要分析的字段:访问的资源、cookie(代表用户,因为ip是公网ip,很多人共用)、
步骤:
1、flume 采集数据,可以使用shell等脚本设置定时任务
2、对数据进行清洗
3、使用hive对数据进行分析(比如说外部分区表),自动执行
4、把hive分析的结果通过sqoop倒回到MySQL、hbase中
5、提供视图工具,类似报表
具体步骤:
1、启动要收集的节点上的flume
bin/flume-ng agent -n log -c conf -f conf/log.conf -Dflume.root.logger=INFO,console
2、将日志复制到flume采集的文件路径中(此步骤可以启动flume前和后都没有区别)
cp logtest.txt test/
3、hive中创建表(创建表时要指定不同的location,而且location是目录,直接指定到flume采集到hdfs的路径后,则不需要第四步)

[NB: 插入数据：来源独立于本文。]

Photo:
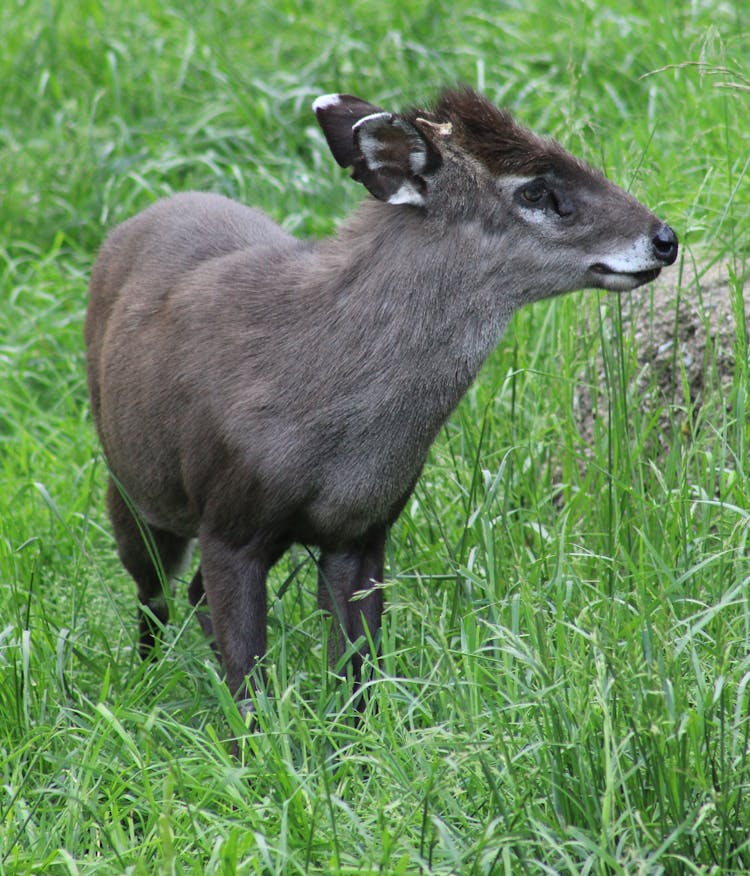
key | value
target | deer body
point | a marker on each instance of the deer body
(255, 390)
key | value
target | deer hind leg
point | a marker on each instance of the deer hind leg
(341, 575)
(151, 556)
(234, 579)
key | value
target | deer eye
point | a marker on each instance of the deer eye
(534, 192)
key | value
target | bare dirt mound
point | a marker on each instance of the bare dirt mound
(686, 339)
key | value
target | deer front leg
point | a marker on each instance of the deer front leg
(234, 579)
(341, 574)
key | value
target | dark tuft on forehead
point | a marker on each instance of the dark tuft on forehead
(493, 137)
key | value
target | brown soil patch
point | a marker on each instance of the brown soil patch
(685, 340)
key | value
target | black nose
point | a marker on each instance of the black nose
(665, 245)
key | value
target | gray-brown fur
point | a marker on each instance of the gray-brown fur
(253, 390)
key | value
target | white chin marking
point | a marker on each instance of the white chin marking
(326, 101)
(638, 256)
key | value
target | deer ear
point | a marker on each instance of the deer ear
(387, 154)
(337, 114)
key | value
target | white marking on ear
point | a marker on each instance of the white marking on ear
(365, 119)
(325, 101)
(407, 194)
(369, 143)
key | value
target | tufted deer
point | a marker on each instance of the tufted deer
(255, 390)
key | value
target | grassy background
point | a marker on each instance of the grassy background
(564, 686)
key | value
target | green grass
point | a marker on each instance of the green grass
(565, 682)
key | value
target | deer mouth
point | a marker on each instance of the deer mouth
(622, 280)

CREATE EXTERNAL TABLE if not exists flume_ip_"%Y%m%d"(
remote_addr STRING,
http_marketChannelName STRING,
http_hwMac STRING,
http_x_forwarded_for STRING
)ROW FORMAT DELIMITED FIELDS TERMINATED BY '|' LINES TERMINATED BY '\n' location '/flume/ip/%Y%m%d';
4、将hdfs导入hive中
LOAD DATA INPATH '/flume/20160512' into table log_analyze;
5、每个用户收看的数量排名
create table UserSort row format delimited fields terminated by '\t' as select *,count(http_marketChannelName) as ChannelNum from log_analyze group by http_hwMac having ChannelNum >=2 order by ChannelNum desc limit 10;
直接create 不能指定列名,可以这样解决(无需再次以某种格式分割字段)
create table UserSort(http_hwMac string,channelnum1 bigint,channelnum2 bigint);
insert into table UserSort select *,count(http_marketChannelName) as ChannelNum from flume_ip_$date group by http_hwMac having ChannelNum >=2 order by ChannelNum desc limit 10;
6、每个用户收看的不同渠道排名
create table ChannelSort row format delimited fields terminated by '\t' as select *,count(http_marketChannelName) as ChannelNum from log_analyze group by http_marketChannelName ,http_hwMac having ChannelNum >=2 order by ChannelNum desc limit 10;
create table flume_ip_$date_ChannelSort(http_marketChannelName string,http_hwMac string, ChannelNum1 bigint, ChannelNum2 bigint)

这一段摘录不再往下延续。